For a short period, during my time of working in Australia, I had managed to push out a blog post once a week. Fuelled by wine, I created a selection of blogs, each better than the other. During this period, I had a comfortable place in an exciting ‘new’ country where I worked with amazing coworkers. I called my girlfriend every single day and things were great. But when I had run out of ideas and stories to write, I had quit and that went on for much longer than expected. Was it my perseverance to block my need for writing with poor excuses because I don’t want to sit in silence trying to pry words from my mind? Was I afraid that after, what I thought were decent posts, I wouldn’t be able to top that with pressure of expectations of old and new friends? Or did I simply forget the feeling I get when I write something? Anything? Because sure, with travels and work thereafter I was busy, but no matter how busy anyone gets, there should always be some time for a hobby you are passionate about.
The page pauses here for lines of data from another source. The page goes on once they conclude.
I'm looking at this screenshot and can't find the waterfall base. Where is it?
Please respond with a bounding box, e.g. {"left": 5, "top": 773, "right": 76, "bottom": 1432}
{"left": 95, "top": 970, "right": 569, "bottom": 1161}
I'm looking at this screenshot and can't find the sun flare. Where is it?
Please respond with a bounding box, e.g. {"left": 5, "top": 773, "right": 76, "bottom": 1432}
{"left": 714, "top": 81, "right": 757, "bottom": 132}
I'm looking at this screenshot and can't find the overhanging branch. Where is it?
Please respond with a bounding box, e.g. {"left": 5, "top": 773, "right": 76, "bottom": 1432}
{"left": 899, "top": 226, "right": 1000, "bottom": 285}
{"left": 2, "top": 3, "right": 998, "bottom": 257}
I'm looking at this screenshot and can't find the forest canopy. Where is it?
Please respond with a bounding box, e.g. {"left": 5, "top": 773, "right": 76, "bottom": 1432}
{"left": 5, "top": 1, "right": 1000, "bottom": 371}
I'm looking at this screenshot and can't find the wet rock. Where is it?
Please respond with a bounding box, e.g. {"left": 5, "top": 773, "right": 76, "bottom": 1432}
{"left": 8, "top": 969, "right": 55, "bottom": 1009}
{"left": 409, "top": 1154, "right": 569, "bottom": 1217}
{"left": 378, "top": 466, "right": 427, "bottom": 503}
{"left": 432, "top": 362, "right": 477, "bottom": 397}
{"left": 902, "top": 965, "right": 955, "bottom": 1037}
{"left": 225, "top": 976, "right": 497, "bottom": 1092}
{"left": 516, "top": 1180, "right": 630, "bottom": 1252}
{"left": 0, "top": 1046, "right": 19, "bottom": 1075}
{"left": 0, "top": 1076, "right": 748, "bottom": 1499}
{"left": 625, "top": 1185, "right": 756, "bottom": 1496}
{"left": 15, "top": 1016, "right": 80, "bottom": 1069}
When life takes over, it is easy to lose track of these things and piles of excuses become the rationalising thoughts as to why you quit and why you don’t need to start again.
I do believe that we all need a bit of creativity in life. And, as I had mentioned earlier, to create something through writing, it gives me motivation and energy. Since I am beginning to pursue some of my (and my to-be missus’) bigger plans and ideas, we figured it might be good for us to begin writing some more. Not just for the boost, but to have moments spent with our own thoughts and feelings during these busy periods, without it being time wasting activities that leaves you with nothing. Since my current daily life is not too far from dull and I don’t have the creativity, nor the skills that talented writers have to make a story out of nothing, I would like to take you back to nearly two years ago, starting a tad bit before my Australian adventures, as I slowly make my way to the present. I will be writing about things I have experienced, thoughts that have been and are on my mind and both things I struggled with, as well as that what makes me love life so much. I might also get into the plans and ideas we are currently pursuing. Since I haven’t written or truly read anything for a long period, my style of writing has decayed a bit, and I don’t doubt that the level of quality won’t compare to my previous posts. But, if you can bear through my writing as I try to find a place in the world of creativity, perhaps you might find yourself enjoying the journey. Who knows, maybe you will even relate to some of the struggles that I have been through and you could ask for, or give advice on the downfalls of life. Perhaps you think my work belongs in the bin. Either way, I will be writing again and more consistently and you are free to follow my story.
What about you, what are you passionate about in life? Do you still make time for it or do you have the piles that I have had for the past two years?